Сегодня ребенок (если можно так выразиться...) тут, целиком у меня под рукой, настолько опустошенный от самого себя и сведенный к простоте исполненной сладостной теплоты вещи, что я с трудом улавливаю, что происходит между нами. В совершенной непрерывности времени нет ни одного действительно заслуживающего внимания события, ни одной выбивающейся из ряда вон точки. Наше сосуществование, особые формы, которые приняла наша любовь, — всё это погружено в повседневность. С того расстояния, на каком я пребываю сегодня от этих начальных мгновений, всё сливается в единую кривую, без повторов и помарок. На моей памяти нет ни одной морщинки. Запас связанных с действиями слов не пробуждает в ней ничего конкретного. Донести что-то она, скорее, могла бы в терминах состояний — пусть даже это будет неощутимый переход из одного состояния в другое, — например, каким образом из пылкой матери, какою была поначалу, я превратилась в существо, вкладывающее всё свое очарование, все способности к обольщению в собственное бесконечное терпение, в свою непоколебимую настойчивость, в единственное желание добиться поставленной цели.

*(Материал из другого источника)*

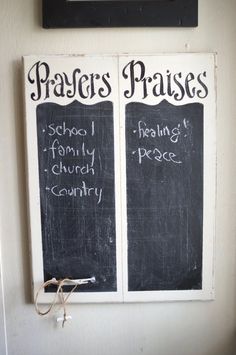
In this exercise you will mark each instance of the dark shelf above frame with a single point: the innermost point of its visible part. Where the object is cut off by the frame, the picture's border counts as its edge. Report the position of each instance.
(159, 13)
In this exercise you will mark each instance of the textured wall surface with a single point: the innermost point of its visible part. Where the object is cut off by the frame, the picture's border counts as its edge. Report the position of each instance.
(184, 328)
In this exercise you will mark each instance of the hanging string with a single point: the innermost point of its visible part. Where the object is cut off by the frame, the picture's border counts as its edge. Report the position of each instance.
(58, 295)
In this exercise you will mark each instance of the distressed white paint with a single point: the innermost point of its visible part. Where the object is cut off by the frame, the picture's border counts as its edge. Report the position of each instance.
(114, 65)
(183, 328)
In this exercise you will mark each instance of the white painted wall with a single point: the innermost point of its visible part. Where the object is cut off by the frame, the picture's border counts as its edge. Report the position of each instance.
(187, 328)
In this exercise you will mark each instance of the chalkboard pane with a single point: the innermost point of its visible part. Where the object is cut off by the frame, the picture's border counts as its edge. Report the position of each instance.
(164, 152)
(76, 171)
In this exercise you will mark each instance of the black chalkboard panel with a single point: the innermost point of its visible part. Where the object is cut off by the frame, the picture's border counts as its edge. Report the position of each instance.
(120, 13)
(164, 196)
(76, 174)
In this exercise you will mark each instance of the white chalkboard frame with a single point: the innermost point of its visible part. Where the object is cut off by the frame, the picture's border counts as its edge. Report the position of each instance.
(115, 64)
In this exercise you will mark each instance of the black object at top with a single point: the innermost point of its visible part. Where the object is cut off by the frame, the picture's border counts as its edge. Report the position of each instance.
(145, 13)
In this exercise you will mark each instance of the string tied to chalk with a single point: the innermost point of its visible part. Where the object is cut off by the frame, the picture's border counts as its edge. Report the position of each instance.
(59, 295)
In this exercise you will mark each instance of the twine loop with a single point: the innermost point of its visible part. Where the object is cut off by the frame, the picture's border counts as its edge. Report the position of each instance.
(58, 295)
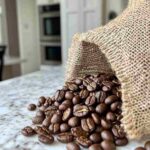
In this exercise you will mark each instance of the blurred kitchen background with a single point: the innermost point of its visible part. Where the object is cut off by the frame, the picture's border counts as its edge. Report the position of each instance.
(35, 33)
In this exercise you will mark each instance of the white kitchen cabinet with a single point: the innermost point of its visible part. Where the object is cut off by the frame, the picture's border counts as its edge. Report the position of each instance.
(78, 16)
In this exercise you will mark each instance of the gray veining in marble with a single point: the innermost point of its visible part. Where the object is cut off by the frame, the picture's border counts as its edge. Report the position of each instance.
(15, 95)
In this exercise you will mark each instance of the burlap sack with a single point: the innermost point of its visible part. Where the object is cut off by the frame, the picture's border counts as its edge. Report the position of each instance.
(126, 44)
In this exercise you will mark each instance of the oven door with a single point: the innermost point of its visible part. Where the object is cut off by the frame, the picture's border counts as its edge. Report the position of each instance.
(51, 53)
(50, 28)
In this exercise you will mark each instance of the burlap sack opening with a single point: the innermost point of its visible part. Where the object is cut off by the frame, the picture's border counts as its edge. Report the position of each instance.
(126, 44)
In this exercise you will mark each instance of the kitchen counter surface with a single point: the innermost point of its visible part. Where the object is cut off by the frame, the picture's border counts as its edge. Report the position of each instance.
(15, 95)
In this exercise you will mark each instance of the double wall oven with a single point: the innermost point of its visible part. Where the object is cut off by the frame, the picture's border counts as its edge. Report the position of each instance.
(50, 33)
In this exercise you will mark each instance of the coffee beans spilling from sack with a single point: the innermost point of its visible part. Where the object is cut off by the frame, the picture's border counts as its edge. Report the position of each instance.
(86, 112)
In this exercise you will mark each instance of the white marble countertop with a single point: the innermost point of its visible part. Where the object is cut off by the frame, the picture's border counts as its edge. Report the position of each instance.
(15, 95)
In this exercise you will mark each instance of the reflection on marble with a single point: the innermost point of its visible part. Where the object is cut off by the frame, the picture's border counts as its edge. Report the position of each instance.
(15, 95)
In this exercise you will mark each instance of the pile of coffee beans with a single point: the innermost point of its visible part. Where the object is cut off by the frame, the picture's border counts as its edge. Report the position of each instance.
(146, 146)
(86, 112)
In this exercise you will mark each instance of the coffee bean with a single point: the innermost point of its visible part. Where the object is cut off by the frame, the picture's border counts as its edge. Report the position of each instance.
(84, 94)
(69, 95)
(105, 124)
(31, 107)
(28, 131)
(37, 120)
(118, 131)
(100, 96)
(76, 99)
(115, 106)
(91, 100)
(121, 142)
(88, 124)
(78, 131)
(56, 118)
(41, 130)
(72, 146)
(59, 95)
(78, 81)
(64, 127)
(46, 139)
(147, 145)
(54, 128)
(110, 99)
(72, 87)
(80, 110)
(140, 148)
(101, 108)
(110, 116)
(65, 137)
(95, 147)
(107, 135)
(74, 122)
(83, 141)
(95, 137)
(96, 118)
(108, 145)
(91, 87)
(47, 122)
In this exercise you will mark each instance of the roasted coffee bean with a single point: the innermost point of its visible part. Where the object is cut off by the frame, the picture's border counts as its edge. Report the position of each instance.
(64, 127)
(37, 120)
(47, 122)
(67, 114)
(78, 131)
(54, 128)
(140, 148)
(91, 100)
(118, 131)
(78, 81)
(80, 110)
(40, 114)
(115, 106)
(107, 135)
(91, 87)
(95, 147)
(56, 118)
(41, 130)
(74, 122)
(88, 124)
(95, 137)
(69, 95)
(83, 141)
(28, 131)
(46, 139)
(147, 145)
(108, 145)
(101, 108)
(111, 99)
(72, 146)
(31, 107)
(96, 118)
(65, 137)
(84, 94)
(42, 100)
(76, 99)
(100, 96)
(105, 124)
(72, 86)
(110, 116)
(59, 95)
(121, 142)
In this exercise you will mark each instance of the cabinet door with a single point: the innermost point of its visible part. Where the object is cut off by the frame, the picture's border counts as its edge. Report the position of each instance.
(78, 16)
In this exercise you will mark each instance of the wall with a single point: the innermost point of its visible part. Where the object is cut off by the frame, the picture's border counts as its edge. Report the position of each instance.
(28, 35)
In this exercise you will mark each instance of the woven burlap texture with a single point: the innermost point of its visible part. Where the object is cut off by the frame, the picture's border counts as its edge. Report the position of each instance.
(125, 42)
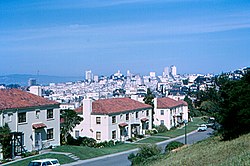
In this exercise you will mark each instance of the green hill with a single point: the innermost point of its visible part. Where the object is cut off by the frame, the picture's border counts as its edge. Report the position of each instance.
(212, 151)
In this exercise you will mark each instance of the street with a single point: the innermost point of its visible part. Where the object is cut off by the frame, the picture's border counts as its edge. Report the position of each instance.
(121, 159)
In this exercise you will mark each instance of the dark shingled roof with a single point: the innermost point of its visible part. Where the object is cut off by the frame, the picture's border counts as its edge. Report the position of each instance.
(167, 102)
(15, 98)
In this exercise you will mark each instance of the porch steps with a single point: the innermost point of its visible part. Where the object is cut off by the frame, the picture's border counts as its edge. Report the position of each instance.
(74, 157)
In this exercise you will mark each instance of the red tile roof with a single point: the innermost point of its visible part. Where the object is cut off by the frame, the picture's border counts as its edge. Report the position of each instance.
(15, 98)
(167, 102)
(115, 105)
(123, 124)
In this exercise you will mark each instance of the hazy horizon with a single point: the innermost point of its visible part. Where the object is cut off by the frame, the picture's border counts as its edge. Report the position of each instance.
(61, 38)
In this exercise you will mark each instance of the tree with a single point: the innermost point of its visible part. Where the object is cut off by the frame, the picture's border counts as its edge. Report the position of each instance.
(70, 120)
(149, 99)
(234, 112)
(5, 139)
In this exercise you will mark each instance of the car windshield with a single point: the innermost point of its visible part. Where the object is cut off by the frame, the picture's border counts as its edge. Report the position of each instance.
(54, 161)
(35, 164)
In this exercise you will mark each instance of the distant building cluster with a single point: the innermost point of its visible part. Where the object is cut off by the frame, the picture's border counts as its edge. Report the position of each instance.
(112, 107)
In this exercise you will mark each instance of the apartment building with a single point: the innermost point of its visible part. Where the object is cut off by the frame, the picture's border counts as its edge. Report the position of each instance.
(34, 121)
(113, 119)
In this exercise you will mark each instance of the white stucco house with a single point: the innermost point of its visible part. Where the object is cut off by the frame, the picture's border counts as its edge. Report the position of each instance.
(170, 112)
(34, 121)
(113, 119)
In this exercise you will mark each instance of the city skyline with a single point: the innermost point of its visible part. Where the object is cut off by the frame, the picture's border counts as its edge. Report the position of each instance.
(61, 38)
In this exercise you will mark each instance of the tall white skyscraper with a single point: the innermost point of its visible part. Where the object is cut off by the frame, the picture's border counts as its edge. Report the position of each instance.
(173, 70)
(166, 72)
(88, 75)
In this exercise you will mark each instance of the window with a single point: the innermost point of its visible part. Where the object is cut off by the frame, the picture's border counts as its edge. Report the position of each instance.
(49, 113)
(136, 115)
(37, 114)
(10, 117)
(114, 134)
(98, 135)
(127, 116)
(50, 134)
(98, 120)
(22, 117)
(113, 119)
(77, 134)
(162, 112)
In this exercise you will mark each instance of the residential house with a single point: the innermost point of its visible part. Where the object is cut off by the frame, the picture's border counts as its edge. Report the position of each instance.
(113, 119)
(170, 112)
(34, 121)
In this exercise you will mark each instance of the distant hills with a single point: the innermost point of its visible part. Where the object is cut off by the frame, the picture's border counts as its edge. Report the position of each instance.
(22, 79)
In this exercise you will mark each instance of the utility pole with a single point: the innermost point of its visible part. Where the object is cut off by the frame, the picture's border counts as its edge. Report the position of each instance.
(185, 123)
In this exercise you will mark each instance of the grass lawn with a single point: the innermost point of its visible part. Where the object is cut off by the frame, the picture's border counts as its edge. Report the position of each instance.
(212, 151)
(61, 158)
(84, 152)
(152, 140)
(177, 132)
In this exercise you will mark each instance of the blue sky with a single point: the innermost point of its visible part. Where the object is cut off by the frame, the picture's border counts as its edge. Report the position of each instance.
(65, 37)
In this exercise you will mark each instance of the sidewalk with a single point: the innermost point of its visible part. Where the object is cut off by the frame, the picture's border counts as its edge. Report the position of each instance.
(125, 152)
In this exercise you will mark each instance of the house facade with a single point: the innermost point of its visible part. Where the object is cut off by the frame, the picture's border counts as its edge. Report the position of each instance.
(113, 119)
(34, 121)
(170, 112)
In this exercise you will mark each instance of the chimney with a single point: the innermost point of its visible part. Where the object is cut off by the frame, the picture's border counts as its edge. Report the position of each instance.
(87, 106)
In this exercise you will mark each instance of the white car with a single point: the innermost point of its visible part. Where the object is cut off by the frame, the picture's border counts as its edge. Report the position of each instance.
(44, 162)
(202, 127)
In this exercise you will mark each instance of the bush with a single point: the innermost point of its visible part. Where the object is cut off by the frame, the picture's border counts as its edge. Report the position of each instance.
(151, 132)
(132, 139)
(162, 128)
(27, 154)
(140, 136)
(145, 152)
(173, 145)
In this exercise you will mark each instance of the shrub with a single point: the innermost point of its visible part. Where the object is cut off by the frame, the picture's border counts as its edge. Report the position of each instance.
(140, 136)
(173, 145)
(162, 128)
(145, 152)
(151, 132)
(132, 139)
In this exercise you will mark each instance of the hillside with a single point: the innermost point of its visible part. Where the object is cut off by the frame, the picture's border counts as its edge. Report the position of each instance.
(210, 152)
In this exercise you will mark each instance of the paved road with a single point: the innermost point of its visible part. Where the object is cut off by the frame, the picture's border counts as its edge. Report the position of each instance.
(120, 159)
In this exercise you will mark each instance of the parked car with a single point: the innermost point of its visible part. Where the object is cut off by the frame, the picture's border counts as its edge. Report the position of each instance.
(202, 127)
(44, 162)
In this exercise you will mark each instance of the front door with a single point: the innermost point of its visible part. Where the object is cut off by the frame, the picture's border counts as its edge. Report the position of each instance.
(38, 141)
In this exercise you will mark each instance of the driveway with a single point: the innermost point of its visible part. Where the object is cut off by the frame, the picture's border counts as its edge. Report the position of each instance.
(121, 159)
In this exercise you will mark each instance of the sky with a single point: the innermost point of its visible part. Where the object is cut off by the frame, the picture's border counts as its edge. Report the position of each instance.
(66, 37)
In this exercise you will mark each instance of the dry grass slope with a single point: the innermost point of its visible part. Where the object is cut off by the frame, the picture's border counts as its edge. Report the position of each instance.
(211, 152)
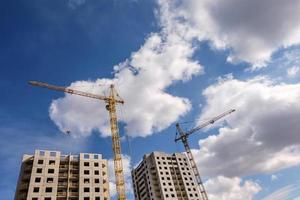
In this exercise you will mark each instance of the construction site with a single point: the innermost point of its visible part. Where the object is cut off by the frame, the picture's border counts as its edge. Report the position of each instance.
(150, 100)
(159, 176)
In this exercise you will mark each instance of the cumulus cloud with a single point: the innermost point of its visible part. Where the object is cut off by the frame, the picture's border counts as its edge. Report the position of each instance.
(293, 71)
(283, 193)
(127, 175)
(262, 136)
(142, 80)
(251, 30)
(223, 188)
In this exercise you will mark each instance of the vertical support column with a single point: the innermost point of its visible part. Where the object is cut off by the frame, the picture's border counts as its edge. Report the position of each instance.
(118, 166)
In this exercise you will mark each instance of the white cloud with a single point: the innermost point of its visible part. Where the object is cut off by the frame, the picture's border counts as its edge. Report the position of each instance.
(223, 188)
(283, 193)
(127, 175)
(252, 30)
(293, 71)
(274, 177)
(262, 136)
(142, 80)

Я столкнулась с вроде бы естественным порядком вещей. Ибо очевидно (но на чей взгляд?), что ребенку в принципе суждено пережить мать; что та не может понемногу не угаснуть, в то время как ребенок, становясь всё сильнее, породит в свою очередь... Но эта нормальная сторона мира вещей не имела никакого отношения к моей страсти. Законы природы не имели ничего общего с законами моего желания. Я же была не просто одной из матерей — их и так предостаточно в мире, чтобы обеспечить продолжение рода и вырастить прекрасных детей, которые в один прекрасный день закроют им глаза и препроводят на кладбище. Я — Мать как таковая. Мой рот — не просто какой-то там рот, а Рот. Он живет сам по себе и бесконечно надо мною властвует — точно так же, как и мои груди, Груди, и моя вульва, Вульва. Они существовали сами по себе и меж собой. Они жили как вельможи — так жили, говорят, в царствах нашего детства людоеды и людоедки. Я же — то, что, упорствуя, так себя называет, — я лишь смиренная прислужница их власти и не принадлежу себе, а живу в тени их желания — о, сокровенно, настолько сокровенно, до того скрытно, что порой оказываюсь на грани забвения самой себя.
Перед лицом такой судьбы смехотворны все материнские нежности. Щедрость, самоотверженность, самопожертвование, таланты утешительницы — все качества, свойственные хорошим матерям, всё это, как и почитающие их обычаи, перед лицом того, чем я притязаю быть, оказывается плоской шуткой и не заслуживает даже улыбки, даже мановения мизинца.
Да, мне даны губы, и они чудовищно сладостны. И в изобретательности ощупываний, ласк, сосания превосходят все потуги эротической прозы. Всё потому, что они далеко зашли. Очень быстро сумели выйти за пределы эпидермы. Силой сладости прорвали поверхность и вошли в живое. Губы лица и губы вульвы равно преуспели в обладании. Не знаю, каким гением-завоевателем были они одержимы, но он хотел крови из каждой ранки, плоти от каждого укуса.